El día 10 de junio fue, oficialmente, el último día de la contienda. Pero la apertura del canal y el fin de las hostilidades estarían aún lejos. En septiembre, mientras ambos estados firmaban en Sudán la resolución de Jartum, tropas egipcias, británicas, americanas y francesas estaban aún enfangadas en las tareas de limpieza de los escombros y minas lanzadas, que les llevaría más de un año. Con todo, que el camino estuviese despejado no quería decir que el país árabe fuese a reabrir el tránsito. Hoy la respuesta diplomática seguramente habría sido distinta, pero entonces lo que se hizo fue obligar a aquellos barcos a permanecer quietos hasta nuevo aviso.
Haciendo de lo excepcional una rutina: la organización de una comunidad
Entrevistado por varios medios y como fuente del libro Varados en la Guerra de los Seis Días, de la escritora Cath Senker, el capitán Miroslaw Proskurnicki, del barco polaco Yakarta, ha contado alguna vez cómo vivieron aquellos primeros momentos: “El primer mes fue como unas vacaciones. El segundo mes fue muy duro. Al final del tercer mes, la situación era terrible”. Las compañías de aquellos navíos les pedían que mantuviesen a punto toda la ingeniería por si tenían que zarpar en cualquier momento, pero poco a poco se percataron de que no sería así.

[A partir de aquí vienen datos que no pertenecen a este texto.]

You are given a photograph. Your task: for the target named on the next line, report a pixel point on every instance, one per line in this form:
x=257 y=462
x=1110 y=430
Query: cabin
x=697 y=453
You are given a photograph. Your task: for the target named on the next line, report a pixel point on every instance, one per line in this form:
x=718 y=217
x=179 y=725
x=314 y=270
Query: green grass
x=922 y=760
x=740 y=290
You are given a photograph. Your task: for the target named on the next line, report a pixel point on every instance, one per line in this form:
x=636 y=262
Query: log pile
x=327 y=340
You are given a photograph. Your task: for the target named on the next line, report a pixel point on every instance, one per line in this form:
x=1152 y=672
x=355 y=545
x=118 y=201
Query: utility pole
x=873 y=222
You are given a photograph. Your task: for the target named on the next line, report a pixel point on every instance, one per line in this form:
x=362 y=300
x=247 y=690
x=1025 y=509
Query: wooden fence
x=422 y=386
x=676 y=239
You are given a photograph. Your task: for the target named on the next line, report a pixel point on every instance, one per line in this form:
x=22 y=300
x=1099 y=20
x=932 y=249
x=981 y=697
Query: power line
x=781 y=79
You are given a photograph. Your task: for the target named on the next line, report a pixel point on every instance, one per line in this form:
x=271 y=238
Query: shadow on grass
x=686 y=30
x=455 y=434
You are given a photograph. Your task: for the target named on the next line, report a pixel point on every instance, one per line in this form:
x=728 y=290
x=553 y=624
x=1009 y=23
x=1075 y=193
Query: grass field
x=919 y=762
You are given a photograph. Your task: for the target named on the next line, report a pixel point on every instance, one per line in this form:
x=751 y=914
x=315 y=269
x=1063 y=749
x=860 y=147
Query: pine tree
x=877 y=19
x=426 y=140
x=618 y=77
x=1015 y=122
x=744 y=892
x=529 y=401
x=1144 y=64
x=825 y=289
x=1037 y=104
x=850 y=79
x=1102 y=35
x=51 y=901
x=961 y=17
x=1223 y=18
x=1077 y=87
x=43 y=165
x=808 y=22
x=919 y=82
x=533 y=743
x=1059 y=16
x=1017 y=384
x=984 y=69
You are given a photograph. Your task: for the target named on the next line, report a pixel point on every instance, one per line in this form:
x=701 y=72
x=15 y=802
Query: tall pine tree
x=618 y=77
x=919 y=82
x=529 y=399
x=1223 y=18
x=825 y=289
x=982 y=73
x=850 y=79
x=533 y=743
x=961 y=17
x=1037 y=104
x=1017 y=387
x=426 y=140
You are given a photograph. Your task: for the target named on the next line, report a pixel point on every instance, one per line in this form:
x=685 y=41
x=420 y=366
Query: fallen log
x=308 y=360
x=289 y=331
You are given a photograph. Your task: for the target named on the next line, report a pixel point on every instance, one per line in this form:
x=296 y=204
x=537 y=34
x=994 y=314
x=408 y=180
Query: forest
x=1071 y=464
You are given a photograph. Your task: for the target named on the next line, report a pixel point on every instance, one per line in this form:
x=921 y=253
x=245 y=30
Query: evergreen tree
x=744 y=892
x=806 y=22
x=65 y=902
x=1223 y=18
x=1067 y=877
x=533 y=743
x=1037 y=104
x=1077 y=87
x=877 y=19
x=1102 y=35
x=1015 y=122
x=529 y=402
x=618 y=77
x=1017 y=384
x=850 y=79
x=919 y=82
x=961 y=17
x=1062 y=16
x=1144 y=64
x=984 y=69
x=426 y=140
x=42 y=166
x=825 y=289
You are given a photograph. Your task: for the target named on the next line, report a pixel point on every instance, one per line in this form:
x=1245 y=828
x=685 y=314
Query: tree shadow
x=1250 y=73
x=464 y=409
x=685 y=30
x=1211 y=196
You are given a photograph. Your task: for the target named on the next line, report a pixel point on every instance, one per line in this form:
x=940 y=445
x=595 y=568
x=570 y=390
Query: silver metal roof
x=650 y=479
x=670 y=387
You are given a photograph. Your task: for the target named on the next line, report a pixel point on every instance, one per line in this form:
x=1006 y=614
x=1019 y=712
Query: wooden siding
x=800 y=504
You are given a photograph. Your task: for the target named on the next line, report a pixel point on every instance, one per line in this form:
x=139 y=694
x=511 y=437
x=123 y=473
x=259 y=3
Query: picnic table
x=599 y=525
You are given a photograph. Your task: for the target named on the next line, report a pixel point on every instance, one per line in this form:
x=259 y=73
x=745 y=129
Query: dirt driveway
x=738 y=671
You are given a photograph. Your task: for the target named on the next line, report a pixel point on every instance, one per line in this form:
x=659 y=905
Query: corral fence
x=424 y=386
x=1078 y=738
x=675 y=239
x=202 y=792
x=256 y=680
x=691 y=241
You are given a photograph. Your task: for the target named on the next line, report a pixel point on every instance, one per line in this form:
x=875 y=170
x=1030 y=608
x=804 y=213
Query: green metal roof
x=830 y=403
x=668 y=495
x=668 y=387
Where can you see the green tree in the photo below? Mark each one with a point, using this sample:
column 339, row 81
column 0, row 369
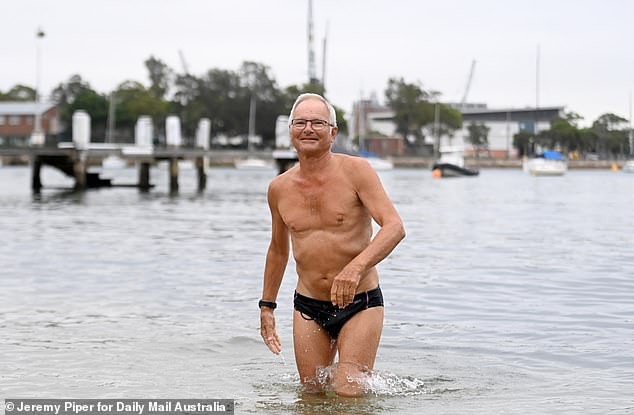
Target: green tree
column 76, row 94
column 134, row 100
column 611, row 132
column 18, row 93
column 415, row 108
column 160, row 77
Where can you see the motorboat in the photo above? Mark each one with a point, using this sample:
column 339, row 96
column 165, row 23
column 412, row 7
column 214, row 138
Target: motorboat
column 113, row 162
column 550, row 163
column 451, row 164
column 380, row 164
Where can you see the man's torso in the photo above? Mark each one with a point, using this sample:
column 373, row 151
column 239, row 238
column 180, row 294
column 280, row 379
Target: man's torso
column 329, row 226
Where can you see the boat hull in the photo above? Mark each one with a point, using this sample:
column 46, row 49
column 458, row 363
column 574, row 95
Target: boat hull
column 452, row 170
column 545, row 167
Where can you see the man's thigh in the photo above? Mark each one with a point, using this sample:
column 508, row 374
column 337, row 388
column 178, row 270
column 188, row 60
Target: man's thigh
column 313, row 347
column 359, row 338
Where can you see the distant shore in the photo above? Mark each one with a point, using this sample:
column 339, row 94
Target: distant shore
column 226, row 158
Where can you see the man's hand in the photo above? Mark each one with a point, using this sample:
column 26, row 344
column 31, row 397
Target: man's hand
column 344, row 287
column 267, row 330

Con el tiempo, la familiaridad, las decisiones a largo plazo y la falta de objetivos en el horizonte. En octubre de 1967 los oficiales y tripulaciones de los barcos se reunieron en el Melampus para fundar la Asociación del Gran Lago Amargo. Regularían sus condiciones de vida, el mercado informal que había empezado a proliferar y planearían actividades para pasar el trago juntos. El tiempo ha demostrado que los de la AGLA diseñaron su propio escudo y produjeron distritos sellos que Egipto tuvo a bien de reconocer de forma legal en lo que durase la contienda. El servicio de correos es un privilegio relegado únicamente a las naciones, con lo que muchos historiadores consideran esta anomalía organizativa como una micronación. Puedes ver una amplia selección de los sellos de la asociación aquí.

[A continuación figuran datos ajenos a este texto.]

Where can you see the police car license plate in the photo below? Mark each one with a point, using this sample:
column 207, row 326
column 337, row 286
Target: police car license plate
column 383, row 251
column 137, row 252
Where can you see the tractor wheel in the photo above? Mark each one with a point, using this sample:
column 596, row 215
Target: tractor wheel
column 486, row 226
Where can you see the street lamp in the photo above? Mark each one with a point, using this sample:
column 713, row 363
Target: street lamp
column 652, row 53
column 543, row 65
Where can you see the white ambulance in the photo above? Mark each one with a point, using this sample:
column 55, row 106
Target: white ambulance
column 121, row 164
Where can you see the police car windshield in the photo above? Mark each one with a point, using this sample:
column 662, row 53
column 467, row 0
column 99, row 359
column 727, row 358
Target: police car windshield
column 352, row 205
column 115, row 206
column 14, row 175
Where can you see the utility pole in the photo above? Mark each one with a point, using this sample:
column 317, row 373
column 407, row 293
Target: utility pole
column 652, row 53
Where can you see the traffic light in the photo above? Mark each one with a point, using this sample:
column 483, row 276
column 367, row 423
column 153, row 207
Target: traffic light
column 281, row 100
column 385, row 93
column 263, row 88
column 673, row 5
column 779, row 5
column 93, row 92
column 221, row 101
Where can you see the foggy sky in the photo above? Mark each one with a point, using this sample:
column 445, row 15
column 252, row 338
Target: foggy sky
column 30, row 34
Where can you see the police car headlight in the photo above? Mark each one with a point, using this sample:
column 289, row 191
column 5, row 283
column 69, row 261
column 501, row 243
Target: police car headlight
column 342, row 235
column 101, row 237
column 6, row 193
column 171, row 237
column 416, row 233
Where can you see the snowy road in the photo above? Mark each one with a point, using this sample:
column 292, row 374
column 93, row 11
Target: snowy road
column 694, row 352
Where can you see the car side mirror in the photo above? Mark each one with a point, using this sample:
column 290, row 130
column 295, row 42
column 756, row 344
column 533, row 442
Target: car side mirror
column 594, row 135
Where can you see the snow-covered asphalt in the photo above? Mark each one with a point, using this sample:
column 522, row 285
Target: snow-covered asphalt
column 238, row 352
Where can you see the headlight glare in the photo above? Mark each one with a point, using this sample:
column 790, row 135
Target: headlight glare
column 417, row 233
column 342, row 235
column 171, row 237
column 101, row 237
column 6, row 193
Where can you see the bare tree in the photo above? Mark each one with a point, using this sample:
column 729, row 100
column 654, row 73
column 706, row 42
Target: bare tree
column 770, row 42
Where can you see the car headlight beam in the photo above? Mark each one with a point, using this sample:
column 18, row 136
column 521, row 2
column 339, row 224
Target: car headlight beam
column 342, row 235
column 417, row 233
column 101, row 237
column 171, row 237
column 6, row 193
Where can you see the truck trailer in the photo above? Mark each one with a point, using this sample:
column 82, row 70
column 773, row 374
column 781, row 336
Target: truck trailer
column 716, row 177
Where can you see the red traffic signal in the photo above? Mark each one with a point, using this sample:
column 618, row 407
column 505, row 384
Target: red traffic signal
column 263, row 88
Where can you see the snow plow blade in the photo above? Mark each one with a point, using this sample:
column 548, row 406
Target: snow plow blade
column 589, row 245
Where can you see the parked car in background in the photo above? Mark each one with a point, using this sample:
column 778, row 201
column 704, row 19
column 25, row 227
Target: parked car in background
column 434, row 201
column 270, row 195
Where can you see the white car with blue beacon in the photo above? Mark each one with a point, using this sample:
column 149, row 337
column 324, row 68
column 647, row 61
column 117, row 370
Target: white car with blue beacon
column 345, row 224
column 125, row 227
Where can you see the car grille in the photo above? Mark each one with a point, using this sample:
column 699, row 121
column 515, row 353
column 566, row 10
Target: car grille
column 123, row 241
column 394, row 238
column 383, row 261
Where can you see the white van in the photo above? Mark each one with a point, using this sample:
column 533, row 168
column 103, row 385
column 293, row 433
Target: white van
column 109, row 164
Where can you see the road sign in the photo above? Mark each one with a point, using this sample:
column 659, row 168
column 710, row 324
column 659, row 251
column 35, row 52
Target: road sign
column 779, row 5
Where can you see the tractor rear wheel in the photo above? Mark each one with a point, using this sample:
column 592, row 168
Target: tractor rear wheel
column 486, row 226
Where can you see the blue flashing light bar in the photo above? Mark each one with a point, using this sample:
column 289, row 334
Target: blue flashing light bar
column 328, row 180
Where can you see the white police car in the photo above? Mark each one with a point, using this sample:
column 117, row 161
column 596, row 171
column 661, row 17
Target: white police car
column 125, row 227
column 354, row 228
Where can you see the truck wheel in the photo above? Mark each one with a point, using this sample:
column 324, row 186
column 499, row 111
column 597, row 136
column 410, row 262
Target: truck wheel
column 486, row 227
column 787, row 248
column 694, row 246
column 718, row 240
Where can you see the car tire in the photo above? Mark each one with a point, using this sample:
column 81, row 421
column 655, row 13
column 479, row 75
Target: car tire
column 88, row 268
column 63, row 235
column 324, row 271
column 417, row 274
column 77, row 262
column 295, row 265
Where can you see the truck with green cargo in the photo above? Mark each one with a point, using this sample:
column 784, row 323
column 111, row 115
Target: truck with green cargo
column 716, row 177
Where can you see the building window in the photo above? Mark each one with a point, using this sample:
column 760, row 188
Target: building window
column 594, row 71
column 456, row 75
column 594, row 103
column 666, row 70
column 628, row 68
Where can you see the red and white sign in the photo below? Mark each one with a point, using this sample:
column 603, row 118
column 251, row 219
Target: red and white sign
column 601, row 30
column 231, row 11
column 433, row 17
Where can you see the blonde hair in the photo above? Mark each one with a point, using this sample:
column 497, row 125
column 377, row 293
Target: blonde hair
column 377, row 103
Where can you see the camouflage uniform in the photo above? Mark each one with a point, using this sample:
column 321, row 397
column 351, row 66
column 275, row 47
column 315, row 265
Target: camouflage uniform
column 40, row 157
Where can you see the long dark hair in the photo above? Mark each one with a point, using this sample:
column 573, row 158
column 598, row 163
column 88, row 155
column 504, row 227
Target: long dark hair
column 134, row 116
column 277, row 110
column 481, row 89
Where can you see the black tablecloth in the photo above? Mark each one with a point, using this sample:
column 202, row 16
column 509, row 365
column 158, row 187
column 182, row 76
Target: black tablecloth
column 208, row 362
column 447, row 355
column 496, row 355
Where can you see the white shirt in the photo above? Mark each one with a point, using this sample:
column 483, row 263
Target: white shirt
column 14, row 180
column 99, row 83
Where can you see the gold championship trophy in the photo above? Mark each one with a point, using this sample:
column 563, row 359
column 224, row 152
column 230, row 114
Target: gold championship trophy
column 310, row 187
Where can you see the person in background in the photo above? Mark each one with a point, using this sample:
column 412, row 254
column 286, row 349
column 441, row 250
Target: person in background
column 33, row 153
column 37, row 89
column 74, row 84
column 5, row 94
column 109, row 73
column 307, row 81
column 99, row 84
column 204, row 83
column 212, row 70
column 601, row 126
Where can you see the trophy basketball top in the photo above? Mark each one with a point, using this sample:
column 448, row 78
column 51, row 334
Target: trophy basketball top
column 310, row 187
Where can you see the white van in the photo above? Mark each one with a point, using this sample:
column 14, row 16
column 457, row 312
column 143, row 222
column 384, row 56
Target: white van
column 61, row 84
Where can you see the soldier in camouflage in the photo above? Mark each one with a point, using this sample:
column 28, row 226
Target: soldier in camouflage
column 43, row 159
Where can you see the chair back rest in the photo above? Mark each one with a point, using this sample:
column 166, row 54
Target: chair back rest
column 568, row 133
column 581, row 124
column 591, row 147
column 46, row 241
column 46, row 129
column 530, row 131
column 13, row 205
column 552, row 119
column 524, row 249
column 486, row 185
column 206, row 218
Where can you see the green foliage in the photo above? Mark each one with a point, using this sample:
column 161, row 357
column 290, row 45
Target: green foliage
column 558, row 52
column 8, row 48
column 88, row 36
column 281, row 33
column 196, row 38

Se les conocía como la Flota Amarilla. Cientos, tal vez miles de personas a las que se podía atisbar en las cubiertas de los barcos que ya se empezaban a recubrir de arena del desierto. Al principio navegaban por el lago para mantener saneados los motores, pero con el tiempo les fue venciendo la desidia. Les empezó a preocupar más con qué actividades de ocio iban a llenar sus días, y no fueron pocas.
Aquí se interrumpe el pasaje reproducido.